I understand some of the mechanics behind integration over manifolds, but I am lacking on some of the intuition.
In Tu's An Introduction to Manifolds, when introducing integration of differential forms (Section 23.4), he says:
Our approach to integration over a general manifold has several distinguishing features:
- The manifold must be oriented
- On a manifold of dimension $n$, one can integrate only $n$-forms, not functions
- The $n$-forms must have compact support.
My current understanding is that (1) is necessary to give a sign to the integral, just as we have in $\mathbb{R}^n$.
(3) is necessary to eliminate cases where the domain is infinite (for example, to rule out $\int_{-\infty}^\infty dx$).
However, I am less certain about why (2) is necessary. In Lee's An Introduction to Smooth Manifolds, he gives some intuition about how top forms provide a way of measuring "signed volume" at each point of a manifold. Thus I see why they're useful in integration, but I don't see why this rules out integrating differential forms that are not top forms (including $0$ forms, i.e. functions). What is the intuition behind this?
Best Answer
The central idea motivating integration is to provide a way of "summing up" all the values of some function over a given region. This must be done through some limiting process, e.g. a Riemann sum, and in order for this limit to make any sense, we must have a concept of how much to weight an infinitesimally small "cube" in the region. This is done by defining some notion of volume. For an $n$-dimensional manifold, $n$-forms are a natural way to define volume. Therefore a reasonable notion of integration on a manifold is inherently tied to specifying some $n$-form.

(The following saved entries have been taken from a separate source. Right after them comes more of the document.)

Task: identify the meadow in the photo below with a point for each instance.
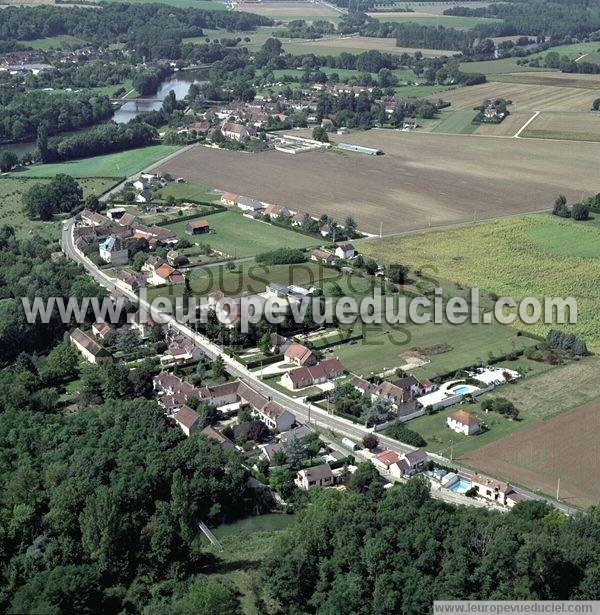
(556, 125)
(121, 164)
(527, 256)
(239, 237)
(12, 190)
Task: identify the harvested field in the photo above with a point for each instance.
(585, 82)
(422, 179)
(576, 126)
(524, 97)
(565, 447)
(508, 127)
(288, 10)
(364, 43)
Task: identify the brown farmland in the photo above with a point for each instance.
(422, 179)
(565, 447)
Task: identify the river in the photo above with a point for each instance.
(179, 82)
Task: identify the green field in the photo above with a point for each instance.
(445, 347)
(121, 164)
(448, 21)
(538, 255)
(248, 278)
(62, 41)
(11, 208)
(498, 67)
(238, 237)
(543, 394)
(457, 122)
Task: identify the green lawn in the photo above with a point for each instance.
(121, 164)
(544, 393)
(238, 236)
(12, 189)
(448, 21)
(457, 122)
(247, 278)
(188, 190)
(538, 255)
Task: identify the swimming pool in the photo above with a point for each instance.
(461, 486)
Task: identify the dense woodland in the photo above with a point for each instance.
(396, 552)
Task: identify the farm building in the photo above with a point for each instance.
(360, 149)
(197, 227)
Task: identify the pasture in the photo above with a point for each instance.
(239, 237)
(120, 164)
(556, 125)
(422, 180)
(526, 256)
(565, 447)
(12, 190)
(525, 97)
(358, 44)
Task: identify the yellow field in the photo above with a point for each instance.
(524, 97)
(577, 126)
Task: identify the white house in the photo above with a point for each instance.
(463, 422)
(345, 251)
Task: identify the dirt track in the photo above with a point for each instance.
(422, 179)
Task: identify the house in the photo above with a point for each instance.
(165, 274)
(143, 196)
(317, 476)
(197, 227)
(223, 441)
(321, 256)
(384, 460)
(491, 489)
(112, 251)
(143, 323)
(315, 374)
(345, 251)
(409, 464)
(131, 281)
(88, 346)
(187, 419)
(245, 203)
(116, 213)
(91, 218)
(228, 198)
(464, 422)
(152, 264)
(300, 355)
(101, 329)
(237, 132)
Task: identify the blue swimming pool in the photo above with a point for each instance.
(462, 486)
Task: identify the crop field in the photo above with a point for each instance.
(525, 97)
(424, 19)
(556, 125)
(444, 347)
(565, 447)
(286, 11)
(532, 256)
(422, 180)
(574, 80)
(121, 164)
(12, 190)
(499, 67)
(238, 237)
(358, 44)
(457, 122)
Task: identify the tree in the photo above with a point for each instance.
(320, 134)
(7, 161)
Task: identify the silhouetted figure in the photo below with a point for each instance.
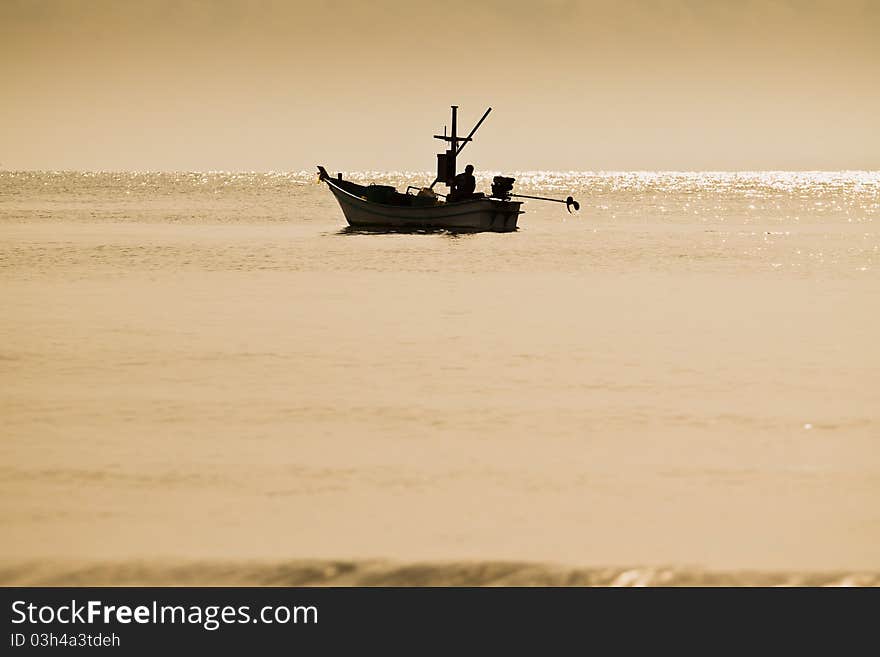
(464, 184)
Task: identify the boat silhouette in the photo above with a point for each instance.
(383, 208)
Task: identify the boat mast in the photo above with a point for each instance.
(446, 161)
(452, 152)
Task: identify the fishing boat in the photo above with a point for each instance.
(382, 207)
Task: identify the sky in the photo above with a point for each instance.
(277, 85)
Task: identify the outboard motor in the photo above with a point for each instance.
(502, 187)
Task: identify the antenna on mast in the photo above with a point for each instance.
(446, 161)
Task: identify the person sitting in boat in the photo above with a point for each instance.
(463, 185)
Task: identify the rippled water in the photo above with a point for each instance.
(207, 366)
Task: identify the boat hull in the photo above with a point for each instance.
(483, 214)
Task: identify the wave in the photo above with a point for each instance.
(385, 573)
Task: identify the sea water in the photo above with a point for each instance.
(208, 368)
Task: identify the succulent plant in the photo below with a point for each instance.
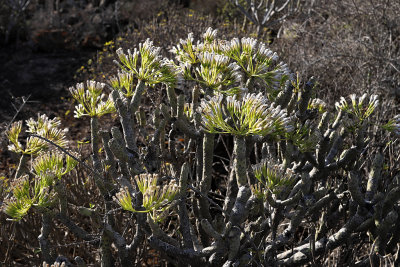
(291, 163)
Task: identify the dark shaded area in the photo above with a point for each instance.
(42, 76)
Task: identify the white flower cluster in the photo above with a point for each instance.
(252, 115)
(146, 64)
(393, 125)
(91, 100)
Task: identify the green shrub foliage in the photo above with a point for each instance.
(289, 162)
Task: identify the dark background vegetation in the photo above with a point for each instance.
(349, 46)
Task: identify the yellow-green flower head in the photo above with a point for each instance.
(318, 104)
(257, 61)
(252, 115)
(146, 64)
(28, 193)
(92, 101)
(155, 197)
(124, 83)
(43, 126)
(209, 35)
(359, 108)
(216, 71)
(186, 53)
(393, 125)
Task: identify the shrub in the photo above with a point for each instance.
(288, 164)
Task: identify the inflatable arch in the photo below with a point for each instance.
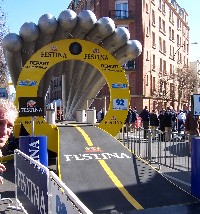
(87, 53)
(75, 49)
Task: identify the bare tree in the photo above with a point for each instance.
(4, 73)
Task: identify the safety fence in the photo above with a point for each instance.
(159, 148)
(39, 190)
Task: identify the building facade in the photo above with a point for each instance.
(162, 28)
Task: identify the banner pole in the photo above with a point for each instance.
(32, 125)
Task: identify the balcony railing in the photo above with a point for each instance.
(121, 14)
(130, 65)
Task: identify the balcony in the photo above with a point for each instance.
(121, 14)
(130, 66)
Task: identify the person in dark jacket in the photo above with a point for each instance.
(192, 127)
(145, 120)
(161, 127)
(168, 124)
(153, 122)
(133, 120)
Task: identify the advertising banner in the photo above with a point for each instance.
(31, 185)
(31, 106)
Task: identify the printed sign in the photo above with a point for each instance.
(119, 85)
(31, 184)
(196, 104)
(88, 52)
(31, 106)
(120, 104)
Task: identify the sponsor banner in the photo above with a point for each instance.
(119, 85)
(31, 184)
(120, 104)
(196, 104)
(31, 106)
(93, 54)
(63, 200)
(27, 83)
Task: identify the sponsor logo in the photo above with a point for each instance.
(60, 207)
(96, 56)
(119, 85)
(37, 64)
(31, 106)
(53, 48)
(113, 121)
(32, 191)
(93, 149)
(96, 156)
(36, 122)
(96, 51)
(114, 68)
(27, 83)
(52, 54)
(120, 104)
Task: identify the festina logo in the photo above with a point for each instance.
(96, 56)
(31, 109)
(96, 156)
(34, 150)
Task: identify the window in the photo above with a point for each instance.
(160, 4)
(160, 65)
(153, 39)
(160, 44)
(163, 26)
(154, 83)
(121, 9)
(171, 69)
(147, 8)
(164, 46)
(153, 18)
(147, 56)
(154, 62)
(160, 26)
(164, 67)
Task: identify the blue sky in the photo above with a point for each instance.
(192, 7)
(21, 11)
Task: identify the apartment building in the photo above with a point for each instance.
(162, 28)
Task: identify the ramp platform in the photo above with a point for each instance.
(107, 177)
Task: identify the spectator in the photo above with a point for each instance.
(102, 114)
(8, 114)
(99, 116)
(145, 120)
(174, 119)
(133, 120)
(168, 124)
(161, 119)
(128, 119)
(181, 120)
(153, 122)
(192, 127)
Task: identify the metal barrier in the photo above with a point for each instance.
(39, 190)
(157, 147)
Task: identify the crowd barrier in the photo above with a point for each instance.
(39, 190)
(157, 147)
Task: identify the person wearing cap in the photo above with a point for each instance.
(8, 114)
(181, 120)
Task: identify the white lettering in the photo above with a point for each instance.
(96, 156)
(32, 191)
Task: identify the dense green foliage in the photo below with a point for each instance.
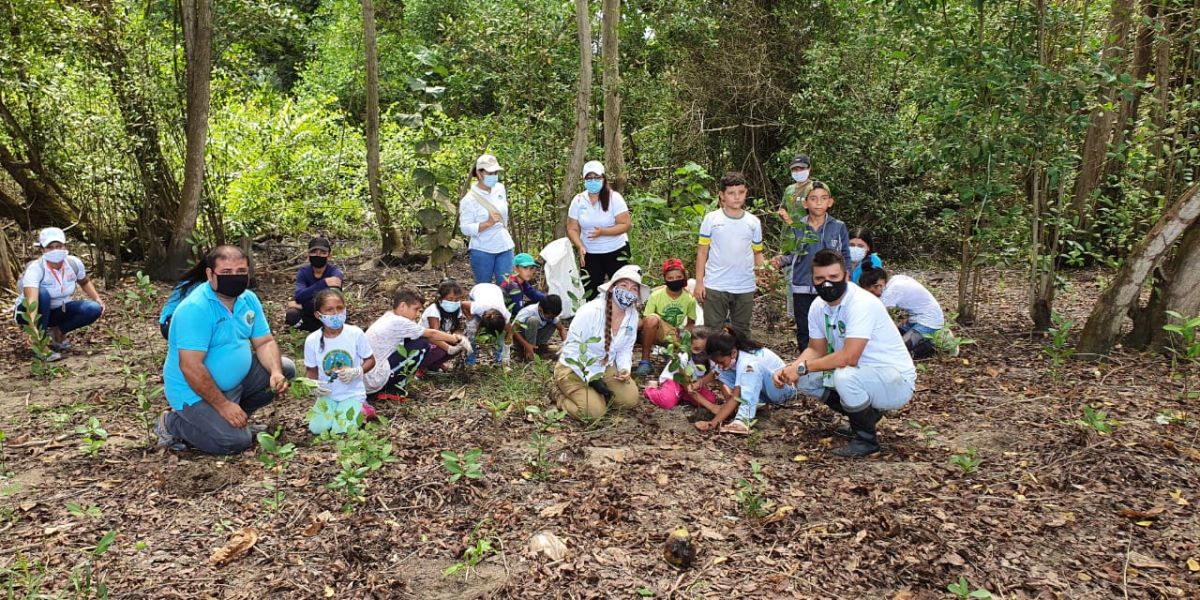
(929, 119)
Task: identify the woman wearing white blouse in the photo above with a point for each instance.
(598, 222)
(593, 367)
(484, 219)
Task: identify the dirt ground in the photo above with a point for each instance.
(1053, 510)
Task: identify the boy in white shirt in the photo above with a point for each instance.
(856, 360)
(924, 315)
(730, 250)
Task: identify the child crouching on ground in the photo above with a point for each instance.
(402, 347)
(695, 371)
(336, 355)
(535, 324)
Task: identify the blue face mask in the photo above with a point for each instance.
(624, 298)
(334, 321)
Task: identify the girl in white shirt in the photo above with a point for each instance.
(593, 367)
(598, 223)
(484, 219)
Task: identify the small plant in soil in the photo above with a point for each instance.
(1060, 348)
(964, 591)
(1185, 348)
(966, 462)
(465, 465)
(85, 582)
(359, 453)
(475, 553)
(93, 435)
(1097, 420)
(751, 493)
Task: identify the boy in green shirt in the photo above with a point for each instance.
(669, 309)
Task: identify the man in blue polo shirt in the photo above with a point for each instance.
(222, 363)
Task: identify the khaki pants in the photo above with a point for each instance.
(575, 396)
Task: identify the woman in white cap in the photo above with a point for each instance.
(593, 367)
(484, 217)
(598, 223)
(51, 281)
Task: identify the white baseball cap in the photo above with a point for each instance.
(49, 235)
(487, 162)
(631, 273)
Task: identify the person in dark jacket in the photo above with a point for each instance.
(311, 279)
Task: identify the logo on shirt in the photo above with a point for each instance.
(336, 359)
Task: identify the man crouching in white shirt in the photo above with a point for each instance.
(856, 360)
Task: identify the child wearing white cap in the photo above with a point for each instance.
(598, 223)
(47, 287)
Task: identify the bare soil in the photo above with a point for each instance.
(1054, 510)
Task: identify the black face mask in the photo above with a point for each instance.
(232, 286)
(831, 291)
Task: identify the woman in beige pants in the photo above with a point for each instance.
(593, 367)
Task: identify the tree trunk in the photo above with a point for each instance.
(160, 201)
(198, 46)
(582, 117)
(1104, 323)
(1099, 130)
(613, 153)
(387, 234)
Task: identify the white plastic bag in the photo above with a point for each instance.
(563, 275)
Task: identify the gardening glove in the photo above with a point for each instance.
(601, 389)
(349, 375)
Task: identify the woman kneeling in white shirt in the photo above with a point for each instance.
(593, 369)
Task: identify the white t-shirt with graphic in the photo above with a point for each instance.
(909, 294)
(593, 216)
(862, 316)
(731, 244)
(328, 355)
(385, 335)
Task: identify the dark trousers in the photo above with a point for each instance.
(207, 431)
(419, 354)
(801, 305)
(599, 268)
(303, 318)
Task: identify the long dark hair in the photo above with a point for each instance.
(724, 342)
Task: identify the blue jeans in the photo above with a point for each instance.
(487, 267)
(69, 317)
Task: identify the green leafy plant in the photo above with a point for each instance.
(964, 591)
(1097, 420)
(751, 493)
(465, 465)
(475, 553)
(966, 462)
(1185, 348)
(94, 437)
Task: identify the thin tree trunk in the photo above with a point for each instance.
(613, 153)
(1104, 323)
(1099, 131)
(582, 117)
(198, 46)
(387, 234)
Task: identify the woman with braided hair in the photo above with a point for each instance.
(593, 369)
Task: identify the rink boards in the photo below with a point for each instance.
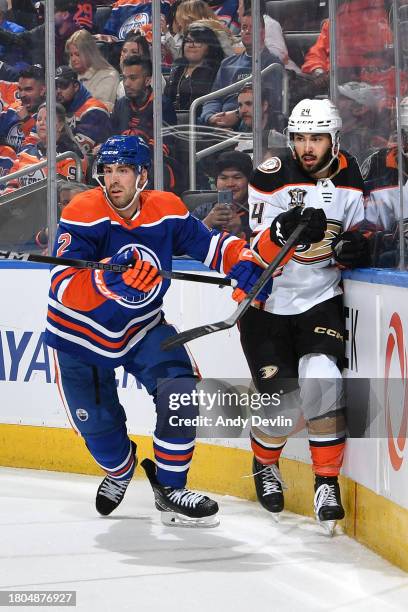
(377, 323)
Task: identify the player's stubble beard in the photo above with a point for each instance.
(318, 166)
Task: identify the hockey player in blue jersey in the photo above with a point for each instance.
(98, 320)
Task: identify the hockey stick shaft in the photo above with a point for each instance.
(99, 265)
(210, 328)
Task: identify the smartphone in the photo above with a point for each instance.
(225, 197)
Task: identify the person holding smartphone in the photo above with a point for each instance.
(230, 212)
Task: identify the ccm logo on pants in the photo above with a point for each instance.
(329, 332)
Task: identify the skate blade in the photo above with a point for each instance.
(328, 527)
(174, 519)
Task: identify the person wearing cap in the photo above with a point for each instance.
(366, 118)
(382, 186)
(192, 75)
(222, 111)
(268, 120)
(88, 117)
(14, 57)
(33, 41)
(234, 170)
(133, 114)
(32, 93)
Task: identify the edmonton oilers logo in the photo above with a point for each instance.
(140, 300)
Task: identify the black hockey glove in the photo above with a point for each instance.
(351, 249)
(284, 224)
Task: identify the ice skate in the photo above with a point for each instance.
(269, 487)
(181, 507)
(327, 502)
(111, 492)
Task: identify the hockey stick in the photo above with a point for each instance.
(210, 328)
(99, 265)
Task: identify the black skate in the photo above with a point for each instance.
(181, 507)
(327, 502)
(111, 492)
(269, 487)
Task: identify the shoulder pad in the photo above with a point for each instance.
(365, 167)
(271, 165)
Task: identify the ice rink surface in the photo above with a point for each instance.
(52, 538)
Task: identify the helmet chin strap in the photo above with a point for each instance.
(138, 190)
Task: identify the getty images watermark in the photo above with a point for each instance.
(215, 409)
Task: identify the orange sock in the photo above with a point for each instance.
(267, 454)
(327, 457)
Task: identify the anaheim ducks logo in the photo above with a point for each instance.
(297, 197)
(319, 251)
(268, 371)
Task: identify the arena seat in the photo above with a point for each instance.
(23, 213)
(298, 15)
(193, 199)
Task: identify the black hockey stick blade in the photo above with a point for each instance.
(100, 265)
(210, 328)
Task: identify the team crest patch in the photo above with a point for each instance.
(268, 371)
(273, 164)
(297, 196)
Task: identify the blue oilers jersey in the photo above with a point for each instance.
(101, 329)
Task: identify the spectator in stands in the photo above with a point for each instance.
(274, 39)
(366, 120)
(233, 170)
(362, 26)
(135, 44)
(11, 138)
(32, 153)
(94, 72)
(227, 12)
(88, 117)
(9, 94)
(192, 75)
(8, 73)
(12, 55)
(33, 41)
(133, 114)
(32, 92)
(188, 12)
(85, 14)
(223, 112)
(245, 111)
(127, 16)
(65, 192)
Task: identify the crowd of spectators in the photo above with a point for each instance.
(104, 75)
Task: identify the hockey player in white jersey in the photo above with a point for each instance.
(296, 344)
(383, 206)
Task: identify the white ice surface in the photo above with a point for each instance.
(52, 538)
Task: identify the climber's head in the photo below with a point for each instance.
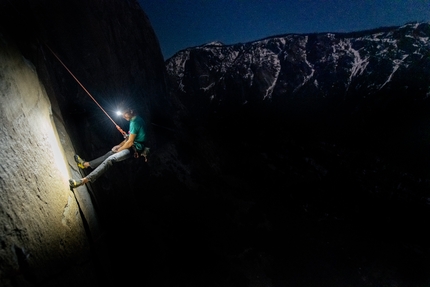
(128, 114)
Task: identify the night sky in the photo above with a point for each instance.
(180, 24)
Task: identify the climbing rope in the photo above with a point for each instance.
(82, 86)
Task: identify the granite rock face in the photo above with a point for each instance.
(43, 222)
(50, 235)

Maybe a more lowbrow reason: think about intuition from multivariable calculus. To integrate over an $n$-dimensional cube, you iteratively take $n$ single variable integrals corresponding to the $n$ coordinate directions, and for this to work you really do need to be integrating an $n$-form. I can't imagine a reasonable definition where you could integrate with fewer or more forms, since that would no longer capture the idea of "integrating over an $n$-dimensional cube."